Callum Blake

Personal information
- Born: 3 July 1994 (age 31) Vanuatu
- Batting: Right handed
- Bowling: Right-arm medium

International information
- National side: Vanuatu (2014–);
- T20I debut (cap 1): 22 March 2019 v PNG
- Last T20I: 24 March 2019 v Philippines
- Source: Cricinfo, 23 March 2019

= Callum Blake =

Vanuatu cricketer (born 1994)

Callum Charles Blake (born 3 July 1994) is a Vanuatu cricketer. Blake was born and raised in Vanuatu. He moved to Brisbane, Australia, to attend secondary school at Anglican Church Grammar School. Blake made his international debut for Vanuatu at the 2014 ICC East Asia-Pacific Men's Championship.

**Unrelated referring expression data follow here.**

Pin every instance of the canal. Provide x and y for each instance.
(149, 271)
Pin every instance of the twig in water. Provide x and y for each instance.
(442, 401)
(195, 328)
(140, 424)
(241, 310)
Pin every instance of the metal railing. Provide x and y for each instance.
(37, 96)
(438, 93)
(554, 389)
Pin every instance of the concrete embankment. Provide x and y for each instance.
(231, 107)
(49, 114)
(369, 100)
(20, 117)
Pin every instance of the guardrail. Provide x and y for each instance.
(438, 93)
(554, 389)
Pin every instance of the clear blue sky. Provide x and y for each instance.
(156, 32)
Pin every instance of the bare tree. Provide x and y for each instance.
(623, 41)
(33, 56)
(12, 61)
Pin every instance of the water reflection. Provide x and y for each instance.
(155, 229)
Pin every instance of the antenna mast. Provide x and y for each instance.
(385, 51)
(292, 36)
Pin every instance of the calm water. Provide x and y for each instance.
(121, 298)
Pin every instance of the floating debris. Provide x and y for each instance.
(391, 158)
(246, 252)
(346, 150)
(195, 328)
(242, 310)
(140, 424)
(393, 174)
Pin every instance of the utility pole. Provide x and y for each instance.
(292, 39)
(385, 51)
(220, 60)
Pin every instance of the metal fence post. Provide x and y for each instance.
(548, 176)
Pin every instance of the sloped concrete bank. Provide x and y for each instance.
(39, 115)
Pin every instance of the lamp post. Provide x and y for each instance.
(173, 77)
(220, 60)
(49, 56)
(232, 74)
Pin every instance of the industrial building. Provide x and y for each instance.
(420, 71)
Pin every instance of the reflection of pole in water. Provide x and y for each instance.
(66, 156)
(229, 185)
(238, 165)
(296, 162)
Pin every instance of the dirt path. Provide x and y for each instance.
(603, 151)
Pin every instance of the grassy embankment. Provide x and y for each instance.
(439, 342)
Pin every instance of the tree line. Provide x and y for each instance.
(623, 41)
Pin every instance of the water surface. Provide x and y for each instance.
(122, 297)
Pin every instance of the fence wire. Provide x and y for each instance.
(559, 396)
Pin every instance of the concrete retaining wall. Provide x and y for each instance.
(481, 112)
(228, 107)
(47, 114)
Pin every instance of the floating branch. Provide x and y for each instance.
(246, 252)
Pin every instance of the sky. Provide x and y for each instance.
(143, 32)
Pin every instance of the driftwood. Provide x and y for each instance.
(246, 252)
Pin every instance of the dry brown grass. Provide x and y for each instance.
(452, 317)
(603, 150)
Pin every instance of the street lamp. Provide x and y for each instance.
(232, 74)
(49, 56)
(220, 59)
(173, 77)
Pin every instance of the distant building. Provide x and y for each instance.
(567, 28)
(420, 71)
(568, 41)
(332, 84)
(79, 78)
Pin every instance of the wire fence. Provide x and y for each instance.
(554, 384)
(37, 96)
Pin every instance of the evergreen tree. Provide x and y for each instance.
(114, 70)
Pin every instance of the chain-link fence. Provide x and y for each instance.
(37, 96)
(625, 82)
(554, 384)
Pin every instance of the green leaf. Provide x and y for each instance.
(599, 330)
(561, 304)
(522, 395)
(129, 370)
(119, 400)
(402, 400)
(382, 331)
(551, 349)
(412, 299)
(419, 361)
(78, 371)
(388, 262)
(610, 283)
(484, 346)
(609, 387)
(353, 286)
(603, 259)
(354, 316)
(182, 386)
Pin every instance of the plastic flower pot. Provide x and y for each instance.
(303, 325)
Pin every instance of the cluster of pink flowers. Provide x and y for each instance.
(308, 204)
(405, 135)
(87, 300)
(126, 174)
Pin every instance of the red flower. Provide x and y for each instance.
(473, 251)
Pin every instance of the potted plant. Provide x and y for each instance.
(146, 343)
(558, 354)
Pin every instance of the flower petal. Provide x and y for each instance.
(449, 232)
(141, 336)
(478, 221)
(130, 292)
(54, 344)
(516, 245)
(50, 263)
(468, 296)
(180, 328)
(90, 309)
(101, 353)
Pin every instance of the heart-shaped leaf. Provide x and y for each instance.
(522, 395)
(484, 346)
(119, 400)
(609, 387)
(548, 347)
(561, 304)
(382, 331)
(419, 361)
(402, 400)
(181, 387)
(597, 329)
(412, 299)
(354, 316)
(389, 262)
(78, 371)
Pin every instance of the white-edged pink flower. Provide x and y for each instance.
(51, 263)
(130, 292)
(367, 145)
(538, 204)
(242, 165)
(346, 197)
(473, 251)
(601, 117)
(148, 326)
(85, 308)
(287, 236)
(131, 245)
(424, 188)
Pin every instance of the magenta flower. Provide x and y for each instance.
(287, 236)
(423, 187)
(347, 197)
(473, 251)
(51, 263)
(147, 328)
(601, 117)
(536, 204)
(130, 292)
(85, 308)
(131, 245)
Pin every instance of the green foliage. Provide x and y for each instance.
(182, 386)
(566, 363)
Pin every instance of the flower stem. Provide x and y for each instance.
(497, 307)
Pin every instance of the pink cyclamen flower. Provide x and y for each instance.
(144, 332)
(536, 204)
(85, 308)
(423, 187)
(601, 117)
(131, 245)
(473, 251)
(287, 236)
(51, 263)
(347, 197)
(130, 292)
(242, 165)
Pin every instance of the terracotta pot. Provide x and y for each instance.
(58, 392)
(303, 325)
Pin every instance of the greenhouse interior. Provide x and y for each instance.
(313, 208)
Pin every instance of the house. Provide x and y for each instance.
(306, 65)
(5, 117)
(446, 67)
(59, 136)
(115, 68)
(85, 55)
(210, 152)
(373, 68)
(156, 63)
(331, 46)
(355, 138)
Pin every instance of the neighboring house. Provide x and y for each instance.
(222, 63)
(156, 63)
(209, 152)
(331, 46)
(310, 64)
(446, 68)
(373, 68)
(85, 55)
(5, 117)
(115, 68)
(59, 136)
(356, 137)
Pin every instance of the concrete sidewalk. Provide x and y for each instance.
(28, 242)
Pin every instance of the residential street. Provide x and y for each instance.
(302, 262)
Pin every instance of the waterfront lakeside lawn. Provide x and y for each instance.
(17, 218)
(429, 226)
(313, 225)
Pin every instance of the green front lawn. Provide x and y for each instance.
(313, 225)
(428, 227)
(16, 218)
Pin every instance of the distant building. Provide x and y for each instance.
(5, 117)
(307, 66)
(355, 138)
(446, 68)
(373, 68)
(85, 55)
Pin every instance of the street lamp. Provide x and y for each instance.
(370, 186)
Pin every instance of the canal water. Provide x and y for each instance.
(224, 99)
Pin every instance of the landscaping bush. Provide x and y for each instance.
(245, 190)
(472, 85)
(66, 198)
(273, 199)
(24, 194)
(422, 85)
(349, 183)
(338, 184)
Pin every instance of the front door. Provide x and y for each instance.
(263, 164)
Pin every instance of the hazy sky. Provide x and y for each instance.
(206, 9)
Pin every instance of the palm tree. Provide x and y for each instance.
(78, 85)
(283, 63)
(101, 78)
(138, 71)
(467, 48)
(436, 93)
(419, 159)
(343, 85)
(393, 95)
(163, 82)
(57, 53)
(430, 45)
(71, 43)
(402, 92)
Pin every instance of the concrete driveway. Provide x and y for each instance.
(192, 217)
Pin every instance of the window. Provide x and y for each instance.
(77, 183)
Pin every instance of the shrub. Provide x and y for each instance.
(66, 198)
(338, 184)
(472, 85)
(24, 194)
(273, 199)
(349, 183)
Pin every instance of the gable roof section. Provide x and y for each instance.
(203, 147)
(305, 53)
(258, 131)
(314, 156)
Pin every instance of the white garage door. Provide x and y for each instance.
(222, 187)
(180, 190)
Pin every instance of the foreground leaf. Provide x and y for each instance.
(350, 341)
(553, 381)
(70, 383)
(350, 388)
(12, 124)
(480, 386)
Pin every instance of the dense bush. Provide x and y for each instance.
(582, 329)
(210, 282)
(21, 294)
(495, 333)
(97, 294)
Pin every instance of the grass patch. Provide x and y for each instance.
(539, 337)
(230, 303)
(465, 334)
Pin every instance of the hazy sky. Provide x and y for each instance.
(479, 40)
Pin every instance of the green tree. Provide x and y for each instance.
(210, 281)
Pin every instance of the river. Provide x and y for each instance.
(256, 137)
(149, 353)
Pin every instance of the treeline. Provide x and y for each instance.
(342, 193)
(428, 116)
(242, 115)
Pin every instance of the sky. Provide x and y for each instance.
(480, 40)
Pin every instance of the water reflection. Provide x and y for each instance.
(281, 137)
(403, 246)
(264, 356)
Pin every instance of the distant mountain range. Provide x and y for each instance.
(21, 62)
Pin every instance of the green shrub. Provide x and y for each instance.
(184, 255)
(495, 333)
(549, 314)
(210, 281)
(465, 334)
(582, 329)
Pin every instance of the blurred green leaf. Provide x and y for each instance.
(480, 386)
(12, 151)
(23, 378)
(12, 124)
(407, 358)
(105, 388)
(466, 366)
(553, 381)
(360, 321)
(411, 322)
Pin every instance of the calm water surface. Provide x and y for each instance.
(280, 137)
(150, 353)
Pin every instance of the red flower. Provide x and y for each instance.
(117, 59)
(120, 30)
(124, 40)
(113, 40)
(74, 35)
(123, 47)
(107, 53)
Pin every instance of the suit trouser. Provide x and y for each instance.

Blake played in the 2015 ICC World Cricket League Division Six tournament in England. In March 2018, he was named in Vanuatu's squad for the 2018 ICC World Cricket League Division Four tournament in Malaysia.

He was named in Vanuatu's squad for Group A of the 2018–19 ICC World Twenty20 East Asia-Pacific Qualifier tournament. He was the joint-leading wicket-taker in the tournament, with eleven dismissals in five matches.

In March 2019, he was named in the Vanuatuan squad for the Regional Finals of the 2018–19 ICC World Twenty20 East Asia-Pacific Qualifier tournament. He made his Twenty20 International (T20I) debut against Papua New Guinea on 22 March 2019.